A pesar de los siglos y el cambio del tiempo, desde que San Juan comenzó su andadura política el 31 de diciembre de 1521, la primacía de los asuntos militares en la ciudad, dominó los primeros cuatro siglos de su existencia, por lo que la sobriedad de sus edificios es un testigo irrefutable de su función.
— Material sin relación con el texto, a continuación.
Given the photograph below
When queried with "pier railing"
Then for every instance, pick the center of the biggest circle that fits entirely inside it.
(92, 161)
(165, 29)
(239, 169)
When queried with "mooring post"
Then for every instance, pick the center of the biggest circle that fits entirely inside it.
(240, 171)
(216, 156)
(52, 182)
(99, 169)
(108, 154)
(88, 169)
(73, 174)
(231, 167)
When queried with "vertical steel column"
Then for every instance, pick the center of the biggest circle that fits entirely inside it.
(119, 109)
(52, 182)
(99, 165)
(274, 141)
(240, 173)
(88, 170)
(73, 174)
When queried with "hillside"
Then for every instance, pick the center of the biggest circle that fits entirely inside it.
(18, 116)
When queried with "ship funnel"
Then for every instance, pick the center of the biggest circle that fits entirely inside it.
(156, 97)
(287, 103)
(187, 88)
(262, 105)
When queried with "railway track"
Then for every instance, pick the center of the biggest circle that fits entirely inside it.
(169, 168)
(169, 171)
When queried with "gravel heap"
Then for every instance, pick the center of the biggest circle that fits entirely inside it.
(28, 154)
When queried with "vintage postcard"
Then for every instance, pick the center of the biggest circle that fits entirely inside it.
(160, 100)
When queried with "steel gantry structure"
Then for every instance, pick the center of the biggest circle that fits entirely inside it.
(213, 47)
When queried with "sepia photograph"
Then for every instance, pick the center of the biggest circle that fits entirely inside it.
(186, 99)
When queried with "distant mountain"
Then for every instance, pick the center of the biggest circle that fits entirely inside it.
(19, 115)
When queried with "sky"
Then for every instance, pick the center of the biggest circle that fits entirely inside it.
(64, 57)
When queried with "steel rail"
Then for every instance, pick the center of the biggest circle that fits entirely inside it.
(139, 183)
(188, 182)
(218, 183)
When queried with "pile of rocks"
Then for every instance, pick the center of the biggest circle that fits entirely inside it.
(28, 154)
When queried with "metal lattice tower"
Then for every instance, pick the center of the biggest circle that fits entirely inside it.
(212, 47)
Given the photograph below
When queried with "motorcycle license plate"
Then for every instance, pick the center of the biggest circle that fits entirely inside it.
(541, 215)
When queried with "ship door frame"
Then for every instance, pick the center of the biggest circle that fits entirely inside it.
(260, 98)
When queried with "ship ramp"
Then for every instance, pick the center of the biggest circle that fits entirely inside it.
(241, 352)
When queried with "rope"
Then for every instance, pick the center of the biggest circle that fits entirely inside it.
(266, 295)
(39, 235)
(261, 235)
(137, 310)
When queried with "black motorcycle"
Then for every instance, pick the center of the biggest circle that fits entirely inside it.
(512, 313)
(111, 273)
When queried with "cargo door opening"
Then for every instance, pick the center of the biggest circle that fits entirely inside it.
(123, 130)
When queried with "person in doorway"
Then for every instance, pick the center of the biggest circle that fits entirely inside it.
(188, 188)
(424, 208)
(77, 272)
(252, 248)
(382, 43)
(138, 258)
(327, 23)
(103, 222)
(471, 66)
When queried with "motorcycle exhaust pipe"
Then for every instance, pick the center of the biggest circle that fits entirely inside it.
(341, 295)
Aun cuando San Juan tiene exquisitos ejemplos arquitectónicos de estilos medievales como el gótico tardío, presente en la restaurada Iglesia del Antiguo Convento de Santo Tomás de Aquino (Iglesia San José, desde 1863), la realidad es que la ciudad se consuma como un gran conjunto monumental neoclásico que la arropa y embellece durante el siglo XIX. Muchas de sus estructuras sufrieron reformas y modificaciones sustanciales que le brindaron el aspecto que hoy les engalana. Ejemplo de ello lo es el Palacio (Nacional) La Fortaleza, Patrimonio de la Humanidad desde 1983, que a pesar de edificarse en el siglo XVI, conservamos la profunda reforma palaciega que le realizara en 1846, el gobernador, Don Rafael Arístegui y Vélez, Conde de Mirasol. Su importancia histórica, según la UNESCO, radica en el hecho de que “ilustra de manera sobresaliente la adaptación al contexto caribeño de los desarrollos europeos en la arquitectura militar de los siglos XVI al XX“. Así pues, no sólo el palacio, sino San Juan toda, es la caribeñización de la mentalidad europea.
El adoquinado de las calles, que comenzó a finales del siglo XVIII, alcanzaba su belleza estética con la construcción del Teatro (Nacional) Alejandro Tapia y Rivera, comenzado en 1824 con su estilo toscano, pero inaugurado en 1832 con su sobrio estilo, propio del momento. Esta piedra angular de la cultura sanjuanera y puertorriqueña, tiene el honor de ser el segundo teatro más antiguo en Latinoamérica y en forma de herradura, aun en funciones initerrumpidas, superado sólo por el Teatro Principal de Puebla, México, edificado en 1760. Fue salvado de ser demolido en la década de los 40 del siglo XX, por la entonces alcaldesa Felisa Rincón de Gautier, emergiendo frente la Plaza de Colón, como concatedral cultural del país junto a la sede del Ateneo Puertorriqueño, de construcción más reciente.

Para las festividades por los 500 años de San Juan, el mejor regalo que podríamos hacer a esta joya caribeña y de América es preservarla como se merece. Que futuras generaciones puedan disfrutarla y no tengan que decir, que aquí alguna vez ubicó la zona antigua de la capital de Puerto Rico, justo lo que nosotros hacemos ahora con las ruinas de Caparra. No permitamos que se repita la historia.